Nevertheless, Anaplan has remained a double-digit percentage growth business during the pandemic thus far. And the need for its resource planning software isn't going away with supply chains and other financial uncertainties remaining a top concern among the big businesses Anaplan is helping. This most recent sell-off in the stock looks overblown to me.  

Cheap for the long-term potential

Of course, many investors simply aren't going to be comfortable owning a stock like Anaplan. The company still isn't profitable (free cash flow was negative $17.2 million through the first nine months of the current fiscal year), though that's by design as it spends aggressively on marketing to promote growth. I'll provide my token quarterly remark here that the company has plenty of cash ($313 million at the end of October) and no debt, so the pace of this spending isn't really a concern right now.  

But for growth investors comfortable with the volatile nature of this stock, Anaplan is nearly as cheap as it's ever been.
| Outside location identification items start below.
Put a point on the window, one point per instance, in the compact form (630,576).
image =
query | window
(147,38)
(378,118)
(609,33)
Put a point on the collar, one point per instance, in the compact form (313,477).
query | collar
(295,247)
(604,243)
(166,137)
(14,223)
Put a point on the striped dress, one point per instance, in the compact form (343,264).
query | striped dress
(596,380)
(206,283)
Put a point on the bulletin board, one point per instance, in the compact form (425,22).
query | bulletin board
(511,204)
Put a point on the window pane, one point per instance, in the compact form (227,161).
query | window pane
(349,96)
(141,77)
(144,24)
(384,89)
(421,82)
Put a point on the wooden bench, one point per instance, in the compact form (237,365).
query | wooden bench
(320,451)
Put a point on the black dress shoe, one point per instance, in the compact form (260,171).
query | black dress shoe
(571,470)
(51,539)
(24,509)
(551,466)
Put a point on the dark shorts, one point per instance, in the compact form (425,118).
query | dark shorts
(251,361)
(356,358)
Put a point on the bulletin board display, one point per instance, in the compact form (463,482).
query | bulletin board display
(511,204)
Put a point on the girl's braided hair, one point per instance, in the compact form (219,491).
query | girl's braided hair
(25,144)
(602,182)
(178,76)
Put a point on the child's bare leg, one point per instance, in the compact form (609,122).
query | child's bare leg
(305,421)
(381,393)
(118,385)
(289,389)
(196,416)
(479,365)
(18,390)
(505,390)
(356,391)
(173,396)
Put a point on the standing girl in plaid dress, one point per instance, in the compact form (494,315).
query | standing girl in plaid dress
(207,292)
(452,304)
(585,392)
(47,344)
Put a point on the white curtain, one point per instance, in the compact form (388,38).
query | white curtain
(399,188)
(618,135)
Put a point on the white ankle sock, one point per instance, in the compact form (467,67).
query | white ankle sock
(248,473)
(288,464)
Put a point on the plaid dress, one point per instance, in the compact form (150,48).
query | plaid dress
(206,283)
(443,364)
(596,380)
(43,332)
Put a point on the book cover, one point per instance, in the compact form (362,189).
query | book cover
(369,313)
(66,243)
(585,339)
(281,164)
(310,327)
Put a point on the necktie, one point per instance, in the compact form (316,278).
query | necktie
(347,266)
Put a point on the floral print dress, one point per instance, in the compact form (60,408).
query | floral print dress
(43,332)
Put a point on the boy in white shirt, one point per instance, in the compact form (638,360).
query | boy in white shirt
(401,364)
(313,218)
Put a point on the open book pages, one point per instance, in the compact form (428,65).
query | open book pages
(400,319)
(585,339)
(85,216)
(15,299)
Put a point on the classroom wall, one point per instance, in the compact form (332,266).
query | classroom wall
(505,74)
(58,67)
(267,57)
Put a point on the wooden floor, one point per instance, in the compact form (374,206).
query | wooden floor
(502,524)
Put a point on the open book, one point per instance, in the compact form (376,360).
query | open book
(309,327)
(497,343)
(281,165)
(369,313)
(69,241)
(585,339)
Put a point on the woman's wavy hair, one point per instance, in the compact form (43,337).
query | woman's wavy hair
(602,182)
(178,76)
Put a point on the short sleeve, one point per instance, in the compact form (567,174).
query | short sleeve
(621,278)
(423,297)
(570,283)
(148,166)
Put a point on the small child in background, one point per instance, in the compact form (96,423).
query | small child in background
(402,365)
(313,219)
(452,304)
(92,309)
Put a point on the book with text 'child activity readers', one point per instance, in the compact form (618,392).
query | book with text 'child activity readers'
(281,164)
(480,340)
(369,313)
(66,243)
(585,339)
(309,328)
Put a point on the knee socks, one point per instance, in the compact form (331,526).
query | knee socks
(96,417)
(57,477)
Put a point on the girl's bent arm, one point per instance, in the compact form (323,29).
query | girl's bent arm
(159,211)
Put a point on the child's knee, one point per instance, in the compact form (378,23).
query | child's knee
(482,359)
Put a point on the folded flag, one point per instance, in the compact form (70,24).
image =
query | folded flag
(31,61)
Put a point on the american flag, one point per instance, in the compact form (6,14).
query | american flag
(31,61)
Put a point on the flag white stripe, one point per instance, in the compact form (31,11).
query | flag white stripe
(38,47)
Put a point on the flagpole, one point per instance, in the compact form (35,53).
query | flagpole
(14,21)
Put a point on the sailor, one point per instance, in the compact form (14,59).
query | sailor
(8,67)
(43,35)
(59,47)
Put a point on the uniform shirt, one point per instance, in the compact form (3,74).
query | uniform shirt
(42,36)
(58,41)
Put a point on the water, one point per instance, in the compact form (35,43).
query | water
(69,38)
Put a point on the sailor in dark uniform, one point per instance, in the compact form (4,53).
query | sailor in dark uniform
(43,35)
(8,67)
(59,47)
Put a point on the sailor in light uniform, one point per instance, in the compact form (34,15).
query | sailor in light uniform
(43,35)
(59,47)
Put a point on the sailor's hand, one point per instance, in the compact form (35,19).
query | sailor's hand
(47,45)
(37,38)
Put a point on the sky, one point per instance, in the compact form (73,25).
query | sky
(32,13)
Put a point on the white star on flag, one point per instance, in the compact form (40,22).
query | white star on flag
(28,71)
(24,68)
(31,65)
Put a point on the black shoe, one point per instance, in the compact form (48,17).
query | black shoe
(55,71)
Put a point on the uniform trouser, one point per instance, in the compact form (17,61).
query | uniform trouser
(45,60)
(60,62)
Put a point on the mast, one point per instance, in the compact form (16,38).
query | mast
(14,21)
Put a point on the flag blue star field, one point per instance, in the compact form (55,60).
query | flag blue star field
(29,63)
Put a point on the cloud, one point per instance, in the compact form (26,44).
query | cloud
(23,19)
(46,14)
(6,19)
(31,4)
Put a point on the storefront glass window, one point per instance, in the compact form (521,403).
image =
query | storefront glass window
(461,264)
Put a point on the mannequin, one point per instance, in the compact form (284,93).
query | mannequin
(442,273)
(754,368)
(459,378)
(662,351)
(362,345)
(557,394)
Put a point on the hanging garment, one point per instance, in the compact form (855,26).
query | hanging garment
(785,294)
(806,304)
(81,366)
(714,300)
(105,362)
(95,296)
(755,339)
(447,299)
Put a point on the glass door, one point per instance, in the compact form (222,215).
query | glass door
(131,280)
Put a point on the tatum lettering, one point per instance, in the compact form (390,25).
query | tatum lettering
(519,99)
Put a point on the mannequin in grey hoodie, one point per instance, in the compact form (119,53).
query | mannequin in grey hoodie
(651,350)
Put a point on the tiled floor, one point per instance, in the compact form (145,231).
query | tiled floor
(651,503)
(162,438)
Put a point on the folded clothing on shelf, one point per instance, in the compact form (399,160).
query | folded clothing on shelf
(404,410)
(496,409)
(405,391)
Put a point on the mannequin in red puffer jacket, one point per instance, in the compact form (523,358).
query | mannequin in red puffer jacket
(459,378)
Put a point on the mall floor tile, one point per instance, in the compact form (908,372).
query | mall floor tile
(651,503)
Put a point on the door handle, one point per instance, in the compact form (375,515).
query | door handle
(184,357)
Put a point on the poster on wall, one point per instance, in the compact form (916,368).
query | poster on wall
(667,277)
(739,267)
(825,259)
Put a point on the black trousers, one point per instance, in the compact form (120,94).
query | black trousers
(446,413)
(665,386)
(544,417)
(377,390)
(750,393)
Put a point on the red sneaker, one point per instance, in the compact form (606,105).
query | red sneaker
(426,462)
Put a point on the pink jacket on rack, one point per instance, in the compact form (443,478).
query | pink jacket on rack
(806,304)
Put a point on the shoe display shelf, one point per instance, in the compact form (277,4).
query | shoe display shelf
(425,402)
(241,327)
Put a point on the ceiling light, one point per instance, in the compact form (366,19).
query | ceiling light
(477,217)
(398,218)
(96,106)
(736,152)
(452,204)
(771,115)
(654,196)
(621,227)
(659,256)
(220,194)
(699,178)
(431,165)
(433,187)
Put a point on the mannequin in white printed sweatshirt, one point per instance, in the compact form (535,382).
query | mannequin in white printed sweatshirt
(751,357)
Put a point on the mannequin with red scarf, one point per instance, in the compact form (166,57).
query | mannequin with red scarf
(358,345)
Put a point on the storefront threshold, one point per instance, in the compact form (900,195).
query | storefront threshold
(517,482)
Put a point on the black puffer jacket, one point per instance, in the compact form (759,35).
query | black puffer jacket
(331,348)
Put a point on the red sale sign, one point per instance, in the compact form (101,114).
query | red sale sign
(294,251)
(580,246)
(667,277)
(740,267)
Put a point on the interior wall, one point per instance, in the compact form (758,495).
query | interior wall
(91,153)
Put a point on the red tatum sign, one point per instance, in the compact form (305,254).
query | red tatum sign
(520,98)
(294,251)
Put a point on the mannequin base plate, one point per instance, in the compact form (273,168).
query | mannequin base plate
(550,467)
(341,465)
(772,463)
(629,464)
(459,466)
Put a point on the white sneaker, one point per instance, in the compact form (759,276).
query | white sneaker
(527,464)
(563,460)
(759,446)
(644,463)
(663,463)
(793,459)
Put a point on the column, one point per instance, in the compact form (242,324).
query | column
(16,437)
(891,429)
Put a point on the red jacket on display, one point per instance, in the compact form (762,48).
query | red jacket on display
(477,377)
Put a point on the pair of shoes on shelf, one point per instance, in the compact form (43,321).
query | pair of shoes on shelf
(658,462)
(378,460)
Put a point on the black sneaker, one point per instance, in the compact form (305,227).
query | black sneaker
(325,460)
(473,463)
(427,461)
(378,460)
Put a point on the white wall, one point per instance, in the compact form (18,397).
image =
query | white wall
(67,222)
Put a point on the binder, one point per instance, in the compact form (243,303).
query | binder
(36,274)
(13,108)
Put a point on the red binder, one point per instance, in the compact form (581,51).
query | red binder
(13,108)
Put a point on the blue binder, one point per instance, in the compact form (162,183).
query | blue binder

At less than 11 times trailing 12-month sales, this brings the valuation back to levels not seen since the early months of the pandemic -- even though the company continues to forecast expansion in excess of 20%. And based on initial guidance for next year, the stock trades for just over eight times fiscal 2023 sales.

That makes Anaplan a buy right now in my book to kick off the upcoming new year. Mind you, this is a small position worth less than 1% of my portfolio. Nevertheless, the long-term thesis for the company remains intact, so I'm comfortable adding at these levels after what looks like unfair punishment for this cloud computing software outfit.